Hermann Schulz
Zurück nach Kilimatinde
(Back to Kilimatinde)
Carlsen Verlag, July 2003. 240 pp.
ISBN 3-551-58117-7
This book is the story of a wayward teenager's search for his father and for a sense of belonging and home. It starts at a fairground boxing ring where Nick, back in Germany after a childhood spent in Africa, is reporting the scene during work experience on his local newspaper. But soon, at the instigation of a successful businessman, he and his girlfriend Valerie are heading back towards the country where he was born, equipped with money for a comfortable trip, plus a few extra days in an enticing-sounding beach resort.
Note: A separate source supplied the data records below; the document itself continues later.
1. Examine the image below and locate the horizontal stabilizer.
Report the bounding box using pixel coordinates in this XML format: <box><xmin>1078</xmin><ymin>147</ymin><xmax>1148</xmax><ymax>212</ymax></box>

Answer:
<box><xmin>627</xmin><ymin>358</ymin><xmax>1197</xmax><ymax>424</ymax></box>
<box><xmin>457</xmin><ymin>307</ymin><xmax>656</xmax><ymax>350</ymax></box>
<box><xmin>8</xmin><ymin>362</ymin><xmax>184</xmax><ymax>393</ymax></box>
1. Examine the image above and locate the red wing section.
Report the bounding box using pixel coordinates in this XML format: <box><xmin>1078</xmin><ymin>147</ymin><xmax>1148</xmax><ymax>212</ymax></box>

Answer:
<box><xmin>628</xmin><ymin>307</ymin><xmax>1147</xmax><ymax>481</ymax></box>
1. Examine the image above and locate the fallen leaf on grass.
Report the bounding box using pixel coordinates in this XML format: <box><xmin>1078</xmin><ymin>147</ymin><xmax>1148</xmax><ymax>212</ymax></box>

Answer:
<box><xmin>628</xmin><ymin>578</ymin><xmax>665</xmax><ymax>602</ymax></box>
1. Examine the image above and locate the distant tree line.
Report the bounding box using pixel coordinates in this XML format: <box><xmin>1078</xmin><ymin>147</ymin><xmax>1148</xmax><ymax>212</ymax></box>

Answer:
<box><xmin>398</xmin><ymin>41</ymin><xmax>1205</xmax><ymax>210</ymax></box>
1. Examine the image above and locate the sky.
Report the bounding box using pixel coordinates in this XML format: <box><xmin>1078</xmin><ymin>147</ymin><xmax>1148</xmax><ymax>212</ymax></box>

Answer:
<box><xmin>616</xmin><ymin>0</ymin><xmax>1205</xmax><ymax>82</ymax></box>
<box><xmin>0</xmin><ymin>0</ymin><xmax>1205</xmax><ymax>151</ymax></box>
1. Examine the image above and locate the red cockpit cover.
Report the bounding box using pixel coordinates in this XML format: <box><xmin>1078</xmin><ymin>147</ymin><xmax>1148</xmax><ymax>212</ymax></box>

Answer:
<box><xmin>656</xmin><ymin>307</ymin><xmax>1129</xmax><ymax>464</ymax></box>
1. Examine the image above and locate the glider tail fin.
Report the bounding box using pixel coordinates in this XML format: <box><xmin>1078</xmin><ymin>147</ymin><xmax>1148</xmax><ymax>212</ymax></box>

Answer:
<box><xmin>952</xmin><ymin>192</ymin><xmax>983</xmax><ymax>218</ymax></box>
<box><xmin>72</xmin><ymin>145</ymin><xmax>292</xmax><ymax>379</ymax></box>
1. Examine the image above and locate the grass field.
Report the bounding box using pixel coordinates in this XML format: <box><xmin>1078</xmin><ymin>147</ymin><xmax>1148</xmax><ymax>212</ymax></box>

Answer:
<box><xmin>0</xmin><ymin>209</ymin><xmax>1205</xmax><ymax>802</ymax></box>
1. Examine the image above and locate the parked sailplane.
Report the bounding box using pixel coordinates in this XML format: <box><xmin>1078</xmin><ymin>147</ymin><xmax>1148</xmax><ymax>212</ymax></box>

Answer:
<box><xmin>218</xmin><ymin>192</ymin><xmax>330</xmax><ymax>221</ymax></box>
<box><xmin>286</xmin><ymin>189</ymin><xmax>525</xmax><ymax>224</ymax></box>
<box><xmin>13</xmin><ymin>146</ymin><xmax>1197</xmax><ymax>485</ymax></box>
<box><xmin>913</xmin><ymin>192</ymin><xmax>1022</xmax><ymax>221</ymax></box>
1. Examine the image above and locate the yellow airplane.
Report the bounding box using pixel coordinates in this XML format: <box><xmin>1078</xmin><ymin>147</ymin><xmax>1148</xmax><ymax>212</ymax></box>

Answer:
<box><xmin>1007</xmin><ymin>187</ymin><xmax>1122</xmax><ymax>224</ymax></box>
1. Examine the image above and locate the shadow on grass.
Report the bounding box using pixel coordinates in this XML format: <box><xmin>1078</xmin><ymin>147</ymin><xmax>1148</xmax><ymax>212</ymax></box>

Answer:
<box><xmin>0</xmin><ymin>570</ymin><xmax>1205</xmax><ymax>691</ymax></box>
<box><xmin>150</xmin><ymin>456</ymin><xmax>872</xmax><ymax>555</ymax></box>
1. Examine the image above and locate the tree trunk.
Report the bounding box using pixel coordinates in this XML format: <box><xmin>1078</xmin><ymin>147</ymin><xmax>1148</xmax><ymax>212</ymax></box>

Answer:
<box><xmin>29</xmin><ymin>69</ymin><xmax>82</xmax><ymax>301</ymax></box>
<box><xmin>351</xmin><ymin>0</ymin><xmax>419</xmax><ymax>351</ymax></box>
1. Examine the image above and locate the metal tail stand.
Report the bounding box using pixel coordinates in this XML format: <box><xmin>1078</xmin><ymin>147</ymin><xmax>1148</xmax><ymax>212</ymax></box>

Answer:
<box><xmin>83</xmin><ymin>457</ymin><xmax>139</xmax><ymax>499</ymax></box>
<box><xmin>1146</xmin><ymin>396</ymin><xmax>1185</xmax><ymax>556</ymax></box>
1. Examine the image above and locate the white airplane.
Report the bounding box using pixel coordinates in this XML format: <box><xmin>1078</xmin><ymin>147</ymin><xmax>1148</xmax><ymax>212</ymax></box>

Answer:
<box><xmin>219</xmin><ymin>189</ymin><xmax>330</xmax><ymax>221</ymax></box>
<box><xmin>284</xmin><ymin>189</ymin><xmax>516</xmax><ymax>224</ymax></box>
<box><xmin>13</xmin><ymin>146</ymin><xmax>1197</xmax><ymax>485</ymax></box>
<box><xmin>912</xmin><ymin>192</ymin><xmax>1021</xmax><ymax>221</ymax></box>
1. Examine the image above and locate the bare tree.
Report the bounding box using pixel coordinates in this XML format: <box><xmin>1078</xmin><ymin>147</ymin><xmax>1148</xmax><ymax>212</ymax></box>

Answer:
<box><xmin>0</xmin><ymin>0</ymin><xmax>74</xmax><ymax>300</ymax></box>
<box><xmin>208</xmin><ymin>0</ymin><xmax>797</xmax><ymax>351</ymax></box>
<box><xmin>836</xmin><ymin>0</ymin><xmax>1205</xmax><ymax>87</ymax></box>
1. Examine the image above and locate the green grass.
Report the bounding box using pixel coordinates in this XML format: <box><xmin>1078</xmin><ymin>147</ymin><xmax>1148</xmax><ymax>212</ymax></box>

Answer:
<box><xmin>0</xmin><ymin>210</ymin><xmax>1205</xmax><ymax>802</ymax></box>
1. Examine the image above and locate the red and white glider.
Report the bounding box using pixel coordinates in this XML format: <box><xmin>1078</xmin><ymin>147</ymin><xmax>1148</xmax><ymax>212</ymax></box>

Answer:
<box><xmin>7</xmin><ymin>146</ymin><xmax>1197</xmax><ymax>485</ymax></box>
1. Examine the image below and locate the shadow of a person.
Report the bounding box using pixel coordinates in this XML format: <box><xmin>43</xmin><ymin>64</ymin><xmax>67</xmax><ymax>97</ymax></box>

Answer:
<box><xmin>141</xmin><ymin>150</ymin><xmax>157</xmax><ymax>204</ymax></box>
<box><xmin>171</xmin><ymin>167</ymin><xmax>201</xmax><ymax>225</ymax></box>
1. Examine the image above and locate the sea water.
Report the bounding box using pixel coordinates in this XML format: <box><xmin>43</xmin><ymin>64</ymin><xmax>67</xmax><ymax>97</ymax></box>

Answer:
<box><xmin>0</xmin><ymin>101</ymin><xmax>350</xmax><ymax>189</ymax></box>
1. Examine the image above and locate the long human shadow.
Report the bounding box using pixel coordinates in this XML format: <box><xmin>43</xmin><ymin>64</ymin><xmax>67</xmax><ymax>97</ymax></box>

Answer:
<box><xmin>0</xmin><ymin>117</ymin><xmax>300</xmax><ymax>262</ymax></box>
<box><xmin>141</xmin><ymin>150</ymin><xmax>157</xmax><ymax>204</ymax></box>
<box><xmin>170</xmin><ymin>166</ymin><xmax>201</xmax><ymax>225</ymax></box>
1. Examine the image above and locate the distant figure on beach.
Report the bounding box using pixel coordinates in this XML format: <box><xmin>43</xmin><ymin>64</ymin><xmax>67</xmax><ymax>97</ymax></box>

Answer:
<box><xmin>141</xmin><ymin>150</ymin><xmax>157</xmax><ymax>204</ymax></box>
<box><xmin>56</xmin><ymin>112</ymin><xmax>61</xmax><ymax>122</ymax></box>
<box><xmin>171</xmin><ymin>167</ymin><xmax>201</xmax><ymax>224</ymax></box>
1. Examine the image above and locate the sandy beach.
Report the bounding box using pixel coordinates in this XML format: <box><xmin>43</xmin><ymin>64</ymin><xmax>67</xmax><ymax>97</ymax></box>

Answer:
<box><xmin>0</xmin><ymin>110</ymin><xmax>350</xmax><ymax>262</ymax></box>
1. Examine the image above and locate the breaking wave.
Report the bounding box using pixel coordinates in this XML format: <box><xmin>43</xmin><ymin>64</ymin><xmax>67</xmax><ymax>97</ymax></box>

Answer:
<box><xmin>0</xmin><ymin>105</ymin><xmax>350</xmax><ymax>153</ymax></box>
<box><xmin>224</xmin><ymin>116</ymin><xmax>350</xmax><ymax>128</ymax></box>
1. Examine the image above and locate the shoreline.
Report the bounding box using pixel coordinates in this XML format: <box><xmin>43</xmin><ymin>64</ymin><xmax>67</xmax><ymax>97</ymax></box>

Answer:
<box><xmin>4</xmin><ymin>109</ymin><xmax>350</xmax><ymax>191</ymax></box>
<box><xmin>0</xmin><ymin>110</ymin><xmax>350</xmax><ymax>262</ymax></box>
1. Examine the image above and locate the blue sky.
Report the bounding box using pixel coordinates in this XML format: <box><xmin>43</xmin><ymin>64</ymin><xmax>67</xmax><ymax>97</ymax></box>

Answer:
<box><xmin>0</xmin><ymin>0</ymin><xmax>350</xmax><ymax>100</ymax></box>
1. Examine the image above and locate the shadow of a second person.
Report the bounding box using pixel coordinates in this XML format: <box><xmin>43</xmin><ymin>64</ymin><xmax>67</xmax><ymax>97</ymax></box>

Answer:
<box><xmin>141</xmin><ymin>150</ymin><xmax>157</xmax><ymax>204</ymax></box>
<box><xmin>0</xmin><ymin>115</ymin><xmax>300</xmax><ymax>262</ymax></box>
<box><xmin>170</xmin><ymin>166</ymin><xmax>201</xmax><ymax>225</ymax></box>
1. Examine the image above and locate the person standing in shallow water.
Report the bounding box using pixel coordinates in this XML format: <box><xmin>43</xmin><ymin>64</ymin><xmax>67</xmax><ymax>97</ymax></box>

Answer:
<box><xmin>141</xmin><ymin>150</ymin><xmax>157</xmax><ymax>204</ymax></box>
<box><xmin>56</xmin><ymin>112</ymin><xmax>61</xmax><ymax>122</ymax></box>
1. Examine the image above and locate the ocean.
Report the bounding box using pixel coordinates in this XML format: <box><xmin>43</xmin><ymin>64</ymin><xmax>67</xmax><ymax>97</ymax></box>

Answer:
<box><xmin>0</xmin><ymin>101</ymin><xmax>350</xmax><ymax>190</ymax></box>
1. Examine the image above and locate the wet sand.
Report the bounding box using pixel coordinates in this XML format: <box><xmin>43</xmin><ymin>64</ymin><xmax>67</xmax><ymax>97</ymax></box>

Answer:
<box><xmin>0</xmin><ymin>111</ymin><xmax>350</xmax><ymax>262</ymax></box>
The real object of the journey is to re-establish links with his father, whom the enigmatic businessman says is in some sort of trouble. But Nick's father is an isolated missionary in a tiny Tanzanian hamlet, and has been largely absent from his son's life. Why should Nick bother to help him?
Nick's journey along the dusty, potholed roads gives him plenty of time to reflect on his childhood, while the scenes he witnesses and the talk of the people around him arouse buried memories of his African past. He arrives in Kilimatinde to find a sick and irritable man curled up on a bunk, talking only at night, sleeping or gazing vacantly during the day, passive, even when it comes to being washed and fed. Nick's father, as he confesses, feels abandoned by God. As they talk or sit in silence, Nick's moods range from fury to contentment, yet gradually their strange confrontations work a degree of cathartic healing. But Nick is about to lose his father for a second and final time.
Schulz succeeds in capturing the confusion and bewilderment of his teenage protagonist. The African backdrop is vivid and unusual, but this is a universal story about growing up and coming home.